On peace and security in the United Nations, Bozkir said Bangladesh is also a leader as the number one contributor of police and troops to UN peacekeeping missions.
Of the 175,000 personnel deployed to 54 peacekeeping missions across five continents since 1988, currently 6,608 Bangladeshis are serving in nine missions around the world, including, Central African Republic, Mali, Democratic Republic of the Congo, Lebanon, Yemen, and South Sudan.
“These brave men and women leave their families behind in order to protect communities in need. I pay particular tributes today to those peacekeepers who paid the ultimate sacrifice while serving under the blue flag of the United Nations,” Bozkir said.
He said peacekeeping remains one of the most innovative responses provided by multilateralism to the maintenance of international peace and security. “Under the primary purview of the Security Council, peacekeeping also has an important track in the General Assembly.”
He commended the engagement of Bangladesh in the General Assembly, where it has advocated for the importance of increased participation of women in the field of peace and security, including in senior positions, for smooth transition from peacekeeping to peacebuilding and to sustaining peace.
“You were an early advocate and supporter of the Women, Peace and Security Agenda and you walk the talk,” Bozkir said.
He said in September this year, he will convene a High-level Forum on Culture of Peace, as requested by the membership.
He hoped it will address the rise of hate speech and discrimination, which has increased significantly during this pandemic, as well as reinforce what they know, which is that gender equality and women’s empowerment are fundamental to building and sustaining peaceful societies.
“I look forward to Bangladesh’s participation in this event, and I trust that as foreign service officers you will work to promote the spirit of a culture of peace – there is no more noble goal than the pursuit of diplomacy for peace,” Bozkir said.
He said this is clear in Bangladesh’s mission-driven approach to service, particularly at the United Nations in New York, where Ambassador Rabab Fatima, is an active and highly respected Ambassador.
“Those of you who have worked with Ambassador Fatima know that she brings a dynamism and unique insight to all of her endeavours.

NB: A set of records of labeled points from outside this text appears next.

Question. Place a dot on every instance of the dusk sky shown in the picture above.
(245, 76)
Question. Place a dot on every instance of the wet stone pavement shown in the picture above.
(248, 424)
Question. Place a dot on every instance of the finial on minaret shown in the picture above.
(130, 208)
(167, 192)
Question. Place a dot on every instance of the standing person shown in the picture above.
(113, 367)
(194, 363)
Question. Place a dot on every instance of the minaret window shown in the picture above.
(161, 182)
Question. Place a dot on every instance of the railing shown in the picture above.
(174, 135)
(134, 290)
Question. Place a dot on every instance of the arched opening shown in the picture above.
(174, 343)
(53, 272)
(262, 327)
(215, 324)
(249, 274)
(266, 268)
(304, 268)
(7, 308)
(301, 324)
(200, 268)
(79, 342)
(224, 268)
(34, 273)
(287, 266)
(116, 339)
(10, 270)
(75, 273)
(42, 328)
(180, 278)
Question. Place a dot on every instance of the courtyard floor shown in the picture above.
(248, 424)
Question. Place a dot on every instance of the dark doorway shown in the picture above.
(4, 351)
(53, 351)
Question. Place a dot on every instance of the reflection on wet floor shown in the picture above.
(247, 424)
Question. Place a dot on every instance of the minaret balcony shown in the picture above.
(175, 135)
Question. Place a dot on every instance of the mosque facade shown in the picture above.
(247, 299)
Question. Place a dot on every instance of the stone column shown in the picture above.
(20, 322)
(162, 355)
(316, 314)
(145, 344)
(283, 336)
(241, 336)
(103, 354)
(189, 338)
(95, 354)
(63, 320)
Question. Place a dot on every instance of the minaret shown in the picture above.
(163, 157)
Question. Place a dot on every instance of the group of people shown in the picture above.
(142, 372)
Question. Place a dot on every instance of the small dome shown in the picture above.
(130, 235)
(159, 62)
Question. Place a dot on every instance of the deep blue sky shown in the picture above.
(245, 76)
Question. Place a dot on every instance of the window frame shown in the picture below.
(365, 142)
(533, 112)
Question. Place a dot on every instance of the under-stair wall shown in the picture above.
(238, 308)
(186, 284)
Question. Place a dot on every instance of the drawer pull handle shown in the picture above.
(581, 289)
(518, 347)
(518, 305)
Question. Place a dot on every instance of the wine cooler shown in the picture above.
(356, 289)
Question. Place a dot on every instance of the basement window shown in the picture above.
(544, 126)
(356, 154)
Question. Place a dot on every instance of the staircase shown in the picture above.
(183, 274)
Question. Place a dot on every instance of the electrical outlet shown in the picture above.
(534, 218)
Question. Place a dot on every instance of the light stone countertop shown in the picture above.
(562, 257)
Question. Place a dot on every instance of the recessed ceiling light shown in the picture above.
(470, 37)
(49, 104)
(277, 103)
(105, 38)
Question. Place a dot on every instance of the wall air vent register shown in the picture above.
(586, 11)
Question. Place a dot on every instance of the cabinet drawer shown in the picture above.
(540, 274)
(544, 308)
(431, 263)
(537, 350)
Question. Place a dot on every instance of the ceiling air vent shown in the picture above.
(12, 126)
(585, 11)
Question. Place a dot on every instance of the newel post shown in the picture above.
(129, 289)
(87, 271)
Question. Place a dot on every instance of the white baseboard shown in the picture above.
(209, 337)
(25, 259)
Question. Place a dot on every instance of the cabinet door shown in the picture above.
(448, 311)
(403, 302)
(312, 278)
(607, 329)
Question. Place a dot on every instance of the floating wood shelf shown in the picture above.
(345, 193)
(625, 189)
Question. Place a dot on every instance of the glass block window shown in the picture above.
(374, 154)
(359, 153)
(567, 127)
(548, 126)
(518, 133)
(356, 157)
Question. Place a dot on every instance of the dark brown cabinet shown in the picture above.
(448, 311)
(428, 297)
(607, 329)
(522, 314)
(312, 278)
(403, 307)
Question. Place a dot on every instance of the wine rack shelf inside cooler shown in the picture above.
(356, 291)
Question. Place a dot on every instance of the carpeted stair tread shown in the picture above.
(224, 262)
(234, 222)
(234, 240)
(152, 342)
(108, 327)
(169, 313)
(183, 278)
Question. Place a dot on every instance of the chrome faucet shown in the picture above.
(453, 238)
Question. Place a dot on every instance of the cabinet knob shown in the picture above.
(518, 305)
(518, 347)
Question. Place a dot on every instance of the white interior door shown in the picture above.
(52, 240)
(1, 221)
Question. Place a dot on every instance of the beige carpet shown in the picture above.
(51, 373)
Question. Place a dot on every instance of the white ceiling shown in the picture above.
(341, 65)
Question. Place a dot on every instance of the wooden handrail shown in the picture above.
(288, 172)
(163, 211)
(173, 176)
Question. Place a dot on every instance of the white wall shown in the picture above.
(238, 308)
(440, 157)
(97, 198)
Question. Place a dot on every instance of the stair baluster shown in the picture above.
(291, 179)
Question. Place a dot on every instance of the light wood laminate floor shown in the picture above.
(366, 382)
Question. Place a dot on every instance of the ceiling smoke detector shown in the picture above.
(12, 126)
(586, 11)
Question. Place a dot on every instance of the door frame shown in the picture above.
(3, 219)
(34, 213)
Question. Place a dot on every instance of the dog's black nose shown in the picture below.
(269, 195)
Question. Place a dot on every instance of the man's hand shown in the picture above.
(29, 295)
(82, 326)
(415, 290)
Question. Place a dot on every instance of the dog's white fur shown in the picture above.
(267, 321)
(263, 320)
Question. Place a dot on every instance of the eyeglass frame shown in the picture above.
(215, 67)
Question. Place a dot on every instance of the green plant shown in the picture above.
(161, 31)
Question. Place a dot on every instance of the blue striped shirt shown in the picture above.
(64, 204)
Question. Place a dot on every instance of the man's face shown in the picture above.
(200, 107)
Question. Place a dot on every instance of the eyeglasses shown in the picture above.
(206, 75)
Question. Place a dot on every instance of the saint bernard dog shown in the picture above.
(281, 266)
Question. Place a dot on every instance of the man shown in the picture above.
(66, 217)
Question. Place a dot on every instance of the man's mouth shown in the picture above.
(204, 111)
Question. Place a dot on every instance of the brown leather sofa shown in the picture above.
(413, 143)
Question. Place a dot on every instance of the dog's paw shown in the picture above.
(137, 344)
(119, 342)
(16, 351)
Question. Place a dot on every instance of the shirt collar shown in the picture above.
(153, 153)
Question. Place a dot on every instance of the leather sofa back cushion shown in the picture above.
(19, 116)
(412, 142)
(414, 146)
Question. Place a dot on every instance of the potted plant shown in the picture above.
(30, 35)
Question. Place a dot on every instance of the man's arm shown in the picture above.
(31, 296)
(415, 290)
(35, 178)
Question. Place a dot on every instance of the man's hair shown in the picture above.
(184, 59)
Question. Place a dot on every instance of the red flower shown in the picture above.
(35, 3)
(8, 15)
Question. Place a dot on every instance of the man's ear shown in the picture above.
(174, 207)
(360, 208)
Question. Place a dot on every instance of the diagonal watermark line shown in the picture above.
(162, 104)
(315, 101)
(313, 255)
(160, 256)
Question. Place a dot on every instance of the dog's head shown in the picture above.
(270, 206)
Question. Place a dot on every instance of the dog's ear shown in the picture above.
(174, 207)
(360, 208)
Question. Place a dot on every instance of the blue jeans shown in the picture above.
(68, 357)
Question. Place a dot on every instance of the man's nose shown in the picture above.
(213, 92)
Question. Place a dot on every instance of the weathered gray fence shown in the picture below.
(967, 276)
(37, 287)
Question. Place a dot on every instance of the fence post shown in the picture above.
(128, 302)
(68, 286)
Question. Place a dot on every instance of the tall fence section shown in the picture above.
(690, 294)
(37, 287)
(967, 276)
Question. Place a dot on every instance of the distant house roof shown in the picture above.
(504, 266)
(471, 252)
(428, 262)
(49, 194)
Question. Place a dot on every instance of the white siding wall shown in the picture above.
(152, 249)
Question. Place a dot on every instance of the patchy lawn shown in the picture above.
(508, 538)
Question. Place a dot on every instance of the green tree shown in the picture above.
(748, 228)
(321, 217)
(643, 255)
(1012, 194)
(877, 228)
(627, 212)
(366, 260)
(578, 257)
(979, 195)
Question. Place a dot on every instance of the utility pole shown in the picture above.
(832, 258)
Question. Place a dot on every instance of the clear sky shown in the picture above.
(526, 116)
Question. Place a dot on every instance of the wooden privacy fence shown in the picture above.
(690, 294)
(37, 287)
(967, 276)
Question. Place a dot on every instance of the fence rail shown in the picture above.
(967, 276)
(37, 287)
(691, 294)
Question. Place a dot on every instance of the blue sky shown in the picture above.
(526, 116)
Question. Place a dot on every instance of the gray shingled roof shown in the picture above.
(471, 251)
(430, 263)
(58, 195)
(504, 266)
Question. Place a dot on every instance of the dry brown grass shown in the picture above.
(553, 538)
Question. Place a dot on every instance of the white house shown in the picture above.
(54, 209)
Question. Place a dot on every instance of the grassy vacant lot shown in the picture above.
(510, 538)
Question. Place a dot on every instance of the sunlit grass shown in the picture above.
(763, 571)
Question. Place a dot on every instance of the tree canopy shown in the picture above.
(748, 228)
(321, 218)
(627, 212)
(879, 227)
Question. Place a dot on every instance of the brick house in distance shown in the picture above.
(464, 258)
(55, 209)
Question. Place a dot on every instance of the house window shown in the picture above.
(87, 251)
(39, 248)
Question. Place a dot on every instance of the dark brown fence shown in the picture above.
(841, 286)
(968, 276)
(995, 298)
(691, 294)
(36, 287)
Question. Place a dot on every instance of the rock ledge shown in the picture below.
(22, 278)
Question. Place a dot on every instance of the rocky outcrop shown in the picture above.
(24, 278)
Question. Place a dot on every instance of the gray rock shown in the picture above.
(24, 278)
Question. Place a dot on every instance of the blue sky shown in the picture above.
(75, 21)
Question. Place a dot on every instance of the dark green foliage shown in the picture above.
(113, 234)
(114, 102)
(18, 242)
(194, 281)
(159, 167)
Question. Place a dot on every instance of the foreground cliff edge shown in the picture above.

When Madame Ambassador speaks, all in the room pay attention,” Bozkir said.
He said, “As we contend with a multitude of challenges, including the parallel threats of Covid-19, climate change, and conflict around the world, I trust that you will take a leaf out of her book and pursue an energetic, entrepreneurial style of diplomacy for peace.”
In conclusion, he said, the dictum of Bangladesh’s foreign policy is friendship to all, malice to none.
“At a time of great contestability and geostrategic rivalry, this positive and independent outlook should serve you well; you should cherish it, and use it to forge a peaceful and prosperous path for your country, region and the world,” he said.